If there’s one thing people now know about Marie Antoinette, it’s that she never actually said, “Let them eat cake.” But if this — and that Kirsten Dunst movie — represent the sum of your knowledge, a visit to any or all of the following places should prove highly illuminating. For once you shine a light on her fantastical life, you see a woman who has been widely written off as vain, vapid and disgustingly self-obsessed but was, in truth, far more sinned against than guilty of sinning.

  • 1. The Hofburg Palace

    Maria Antonia Josephna was born in the Hofburg Palace — the pride of Vienna and one of the great palaces of Europe — on 2 November 1755. She lived most of her adult life 600 miles away, which is remarkable considering that in the 18th century such distance must have felt like a trip to the other side of the world. Paris? She might as well have been relocating to Papua New Guinea.
  • 2. Ile Aux Epis

    Marie was handed over to the French at Ile Aux Epis, an islet in the Rhine, in 1770. Her marriage to the future Louis XIV was arranged to secure peace between France and the Austro-Hungarian empire. If the affair has the feel of a hostage exchange, it’s because for all purposes that’s exactly what it was.

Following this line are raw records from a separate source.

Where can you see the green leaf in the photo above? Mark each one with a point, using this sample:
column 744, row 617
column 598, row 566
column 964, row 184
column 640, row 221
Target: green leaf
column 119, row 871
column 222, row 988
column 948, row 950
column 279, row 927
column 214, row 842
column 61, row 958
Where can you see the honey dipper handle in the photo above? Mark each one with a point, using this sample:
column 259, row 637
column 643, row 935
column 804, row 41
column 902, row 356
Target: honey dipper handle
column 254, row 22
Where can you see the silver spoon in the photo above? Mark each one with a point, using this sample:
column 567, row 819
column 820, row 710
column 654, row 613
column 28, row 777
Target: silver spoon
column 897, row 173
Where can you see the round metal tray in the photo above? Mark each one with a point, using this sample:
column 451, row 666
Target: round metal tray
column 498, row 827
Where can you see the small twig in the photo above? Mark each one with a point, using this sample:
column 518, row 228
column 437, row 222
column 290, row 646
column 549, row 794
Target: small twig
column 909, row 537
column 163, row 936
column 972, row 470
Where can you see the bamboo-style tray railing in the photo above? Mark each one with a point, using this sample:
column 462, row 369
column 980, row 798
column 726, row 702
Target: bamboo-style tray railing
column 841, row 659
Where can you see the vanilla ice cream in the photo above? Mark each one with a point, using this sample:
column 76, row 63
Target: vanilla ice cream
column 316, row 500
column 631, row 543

Visit the setting today and you’ll find a majestic suspension bridge that spans one of the continent’s mightiest rivers and unites two of its greatest nations.
  • 3. The Palace of Versailles

    Although notionally Marie’s home from 1770 until 1793, Versailles must have frequently felt more like an enclosure than a residence. To fully appreciate the intrusiveness of palace life, hurry to the King and Queen’s extravagant bed chamber where, on their wedding night, an audience gathered to watch them consummate their union. Little wonder the poor chap couldn’t perform, a misfortune that fuelled palace gossip for years to come.
  • 4. Le Petit Trianon

    Built on the grounds of Versailles, the Trianon was commissioned by Louis as a gift for his wife. Anyone who’s seen Sofia Coppola’s "Marie Antoinette" movie will appreciate that the house has a reputation for utterly wretched excess. Walk through its elegant corridors, however, and it becomes increasingly clear that the Trianon was less of a house of fun and more of a place where Marie Antoinette indulged herself in what was otherwise denied her — privacy.
  • 5. Hameau De La Reine

    If the popular image is to be believed, "the Queen’s Hamlet," set in the shadow of the Petit Trianon, is the mock farmstead where one of the richest women in Europe whiled away her days pretending to be a shepherdess. The Hameau has an undeniable fantasy aspect to it; you can but wonder how shocking life among royalty must have been to leave Marie Antoinette longing for the simple life of a serf.